3. Finally, the data you have been provided has an STARTING_ADHERENCE column, which contains the ADHERENCE at the beginning of the route. If you add this metric, does it improve the model? Is this of any practical use?

In [31]:
# create X and y
X = wego[['ROUTE_ABBR', 'ROUTE_DIRECTION_NAME', 'OPERATOR', 'STARTING_ADHERENCE']]
y = wego['ADHERENCE']

# X columns are categorical, use get_dummies
X = pd.get_dummies(X, columns = ['ROUTE_ABBR', 'ROUTE_DIRECTION_NAME', 'OPERATOR'])

In [32]:
# create train/test split
X_train, X_test, y_train, y_test = train_test_split(X, y, random_state = 42)

# fit linear regression model
linreg.fit(X_train, y_train)

# generate predictions
y_pred = linreg.predict(X_test)

# measure performance
print(mean_absolute_error(y_test, y_pred))
r2_score(y_test, y_pred)

2.8039172634576675


0.41618375826552423

Makes sense for starting adherence to make a big difference in the r2 score, it adds a lot of information to the model.

**Bonus Questions:** 
* How well does a constant-only model perform compared to the models above?

Without using a model, just using average how would it do?

In [34]:
y_train.mean()

-3.9276449081846256

In [35]:
# create a constant numpy array
y_train.mean() * np.ones_like(y_test)

array([-3.92764491, -3.92764491, -3.92764491, ..., -3.92764491,
       -3.92764491, -3.92764491])

In [38]:
mean_absolute_error(y_test, (y_train.mean() * np.ones_like(y_test)))

3.676956865658779

Model MAE was better but not dramatically so for model vs constant.

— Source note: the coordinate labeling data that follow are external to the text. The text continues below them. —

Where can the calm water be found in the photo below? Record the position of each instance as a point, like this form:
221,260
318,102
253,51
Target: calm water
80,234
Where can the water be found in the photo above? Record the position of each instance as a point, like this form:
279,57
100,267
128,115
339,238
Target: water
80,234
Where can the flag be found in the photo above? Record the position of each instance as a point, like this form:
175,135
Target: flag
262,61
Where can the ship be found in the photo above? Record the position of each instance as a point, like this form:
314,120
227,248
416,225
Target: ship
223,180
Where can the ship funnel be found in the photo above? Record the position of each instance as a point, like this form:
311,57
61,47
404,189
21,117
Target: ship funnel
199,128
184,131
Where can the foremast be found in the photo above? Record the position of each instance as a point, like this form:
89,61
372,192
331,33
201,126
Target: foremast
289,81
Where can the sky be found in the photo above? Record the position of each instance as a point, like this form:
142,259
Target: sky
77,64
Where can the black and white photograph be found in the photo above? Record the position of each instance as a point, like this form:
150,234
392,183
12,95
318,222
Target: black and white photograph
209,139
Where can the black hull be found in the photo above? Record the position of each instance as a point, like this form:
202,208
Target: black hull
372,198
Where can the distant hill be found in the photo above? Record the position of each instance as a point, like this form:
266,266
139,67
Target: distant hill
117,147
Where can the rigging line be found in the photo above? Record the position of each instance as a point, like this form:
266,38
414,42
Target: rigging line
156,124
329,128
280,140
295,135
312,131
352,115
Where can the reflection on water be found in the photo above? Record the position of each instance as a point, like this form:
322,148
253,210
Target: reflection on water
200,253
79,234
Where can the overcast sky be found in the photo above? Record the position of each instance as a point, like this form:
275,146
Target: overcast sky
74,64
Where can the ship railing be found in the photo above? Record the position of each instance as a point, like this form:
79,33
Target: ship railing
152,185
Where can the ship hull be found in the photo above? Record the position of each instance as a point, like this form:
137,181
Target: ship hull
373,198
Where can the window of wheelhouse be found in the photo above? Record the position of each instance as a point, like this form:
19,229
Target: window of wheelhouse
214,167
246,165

Alternative approach would be to create a constant column (no predictors) and use the linear regression code.

* For this exercise, you were provided data that was already prepared by condensing each trip into one row. Go back to the original dataset and perform the preparation, creating an ID column and keeping only the next-to-last ADHERENCE value.